Diego Calmard et Clément Detry, Médiapart, 23 novembre 2018
En décidant de l’arrêt de la construction – déjà lancée – d’un aéroport pharaonique, le président de gauche, qui doit être investi le 1 er décembre, a dynamité une longue tradition d’imposition des grands projets d’infrastructures aux populations mexicaines. Il veut aussi donner l’impression d’un autre mode de gouvernance.
Mexico (Mexique), correspondance.- Un nuage rouge s’élève au-dessus du village de San Salvador Atenco, visible depuis les collines environnantes. Il s’étend le long de la route départementale, en direction des montagnes, vers lesite des pyramides de Teotihuacán, classé au patrimoine mondial de l’Unesco. Chaque jour, les sous-traitants du projet de nouvel aéroport international extraient de ces formations géologiques des tonnes de tezontle , une roche volcanique. La population locale est éreintée. La poudre rouge entre dans leur bouche, leurs poumons. Jour après jour, le paysage se détruit.

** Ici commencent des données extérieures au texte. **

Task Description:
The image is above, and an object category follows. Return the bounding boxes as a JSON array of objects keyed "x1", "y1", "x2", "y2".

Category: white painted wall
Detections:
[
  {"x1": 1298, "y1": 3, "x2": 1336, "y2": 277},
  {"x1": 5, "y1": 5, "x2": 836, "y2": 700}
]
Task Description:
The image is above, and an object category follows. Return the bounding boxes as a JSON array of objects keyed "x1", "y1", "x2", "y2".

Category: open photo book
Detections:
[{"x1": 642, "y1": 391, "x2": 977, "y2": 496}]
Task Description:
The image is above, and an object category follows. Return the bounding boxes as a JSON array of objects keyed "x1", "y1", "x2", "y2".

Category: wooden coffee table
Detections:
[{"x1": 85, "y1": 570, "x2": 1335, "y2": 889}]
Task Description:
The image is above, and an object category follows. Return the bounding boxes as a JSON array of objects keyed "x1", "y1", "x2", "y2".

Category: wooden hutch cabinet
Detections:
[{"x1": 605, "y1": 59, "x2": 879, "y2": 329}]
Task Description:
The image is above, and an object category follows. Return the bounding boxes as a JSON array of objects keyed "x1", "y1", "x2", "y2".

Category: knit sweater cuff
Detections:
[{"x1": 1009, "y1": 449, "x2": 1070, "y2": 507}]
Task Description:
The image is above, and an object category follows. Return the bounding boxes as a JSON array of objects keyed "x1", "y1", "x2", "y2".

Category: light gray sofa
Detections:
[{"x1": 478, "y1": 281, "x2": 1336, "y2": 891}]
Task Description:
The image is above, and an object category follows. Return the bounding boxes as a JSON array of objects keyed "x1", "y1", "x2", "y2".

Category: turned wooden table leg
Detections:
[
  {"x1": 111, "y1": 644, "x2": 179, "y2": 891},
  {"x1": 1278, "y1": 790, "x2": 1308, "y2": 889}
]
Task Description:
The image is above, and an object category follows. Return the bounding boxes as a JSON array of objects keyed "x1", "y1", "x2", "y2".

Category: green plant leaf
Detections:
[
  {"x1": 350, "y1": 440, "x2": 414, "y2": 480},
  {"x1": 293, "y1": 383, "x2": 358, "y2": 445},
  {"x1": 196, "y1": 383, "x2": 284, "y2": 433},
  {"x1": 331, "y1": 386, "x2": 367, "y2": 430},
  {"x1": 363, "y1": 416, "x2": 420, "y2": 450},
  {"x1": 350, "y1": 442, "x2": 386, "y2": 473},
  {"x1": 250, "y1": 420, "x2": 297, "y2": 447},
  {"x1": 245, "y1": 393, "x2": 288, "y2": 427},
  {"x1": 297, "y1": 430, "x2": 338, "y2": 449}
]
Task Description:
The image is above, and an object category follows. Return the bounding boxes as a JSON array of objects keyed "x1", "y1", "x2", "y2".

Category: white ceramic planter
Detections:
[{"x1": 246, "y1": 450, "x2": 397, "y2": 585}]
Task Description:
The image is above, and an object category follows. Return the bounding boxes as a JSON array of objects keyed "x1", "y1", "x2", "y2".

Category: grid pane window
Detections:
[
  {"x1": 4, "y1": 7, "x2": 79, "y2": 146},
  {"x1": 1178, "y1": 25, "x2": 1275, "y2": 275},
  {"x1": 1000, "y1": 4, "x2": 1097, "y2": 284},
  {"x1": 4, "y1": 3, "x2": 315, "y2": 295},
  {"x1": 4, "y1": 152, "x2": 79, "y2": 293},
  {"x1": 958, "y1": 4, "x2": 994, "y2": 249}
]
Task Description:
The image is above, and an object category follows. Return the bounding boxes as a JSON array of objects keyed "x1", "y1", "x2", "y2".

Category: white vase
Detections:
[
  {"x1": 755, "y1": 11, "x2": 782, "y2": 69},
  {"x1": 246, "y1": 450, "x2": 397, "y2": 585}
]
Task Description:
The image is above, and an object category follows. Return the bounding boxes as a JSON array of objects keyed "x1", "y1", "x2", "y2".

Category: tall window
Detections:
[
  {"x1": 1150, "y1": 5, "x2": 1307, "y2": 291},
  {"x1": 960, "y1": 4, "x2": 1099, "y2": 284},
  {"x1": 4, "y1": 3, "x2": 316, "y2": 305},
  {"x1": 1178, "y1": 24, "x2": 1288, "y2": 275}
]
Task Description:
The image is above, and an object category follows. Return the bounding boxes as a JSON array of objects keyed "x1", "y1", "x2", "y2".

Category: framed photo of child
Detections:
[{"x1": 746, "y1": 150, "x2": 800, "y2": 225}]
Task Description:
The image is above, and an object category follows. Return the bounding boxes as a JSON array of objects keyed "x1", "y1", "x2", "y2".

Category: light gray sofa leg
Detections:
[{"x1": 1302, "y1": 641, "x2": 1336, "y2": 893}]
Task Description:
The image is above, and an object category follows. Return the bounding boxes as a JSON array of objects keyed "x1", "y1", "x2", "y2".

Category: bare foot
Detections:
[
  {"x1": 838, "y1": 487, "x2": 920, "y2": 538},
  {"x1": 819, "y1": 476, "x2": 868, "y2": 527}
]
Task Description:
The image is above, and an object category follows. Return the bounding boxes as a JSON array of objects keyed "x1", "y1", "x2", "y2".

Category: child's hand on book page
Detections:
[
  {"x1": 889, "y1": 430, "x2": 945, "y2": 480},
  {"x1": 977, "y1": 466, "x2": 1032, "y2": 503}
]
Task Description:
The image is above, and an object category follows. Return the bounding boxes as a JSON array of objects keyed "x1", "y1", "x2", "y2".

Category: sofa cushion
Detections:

C’est là, à Atenco, à une quinzaine de kilomètres au nord-est de la capitale, qu’aurait dû s’édifier le Nouvel aéroportinternational de Mexico (NAIM). Dans une zone marécageuse, vestige de l’ancien lac de Texcoco, s’étendant sur les municipalités de Texcoco et San Salvador Atenco. L’annulation du projet, imminente, interviendra cependant trop tard.
Des sites appartenant au complexe de Teotihuacán, dont l’essor remonte au III e siècle de notre ère, ont déjà été détruits. D’autres constructions sont également en danger, associées à des périodes remontant toutes au premier millénaire. Des dizaines d’espèces d’oiseaux, certaines endémiques, n’ont pas non plus été épargnées.
Cette décision, fruit d’un scrutin sans précédent, c’est Andrés Manuel López Obrador (AMLO), président élu du Mexique, qui l’a prise. « Je ne suis pas ici pour faire de la figuration ni pour tapisser les murs, je suis ici car un mandat m’a été accordé par le peuple mexicain. Et le peuple a voulu en finir avec la corruption et l’impunité. » Le message est clair. Et les entreprises impliquées dans la construction du Nouvel aéroport international de Mexico (NAIM) sommées de le retenir.
Un peu plus d’un million de citoyens ont voté dans l’un des 1 073 bureaux ouverts pour l’occasion, un chiffre plus que modeste dans un pays de plus de 124 millions d’habitants. Ils sont environ 70 % à voir dit « non » à l’aéroport. Malgré cette faible participation, le résultat contredit fortement les sondages circulant en amont de la consultation, qui donnaient une nette avance aux partisans de l’aéroport.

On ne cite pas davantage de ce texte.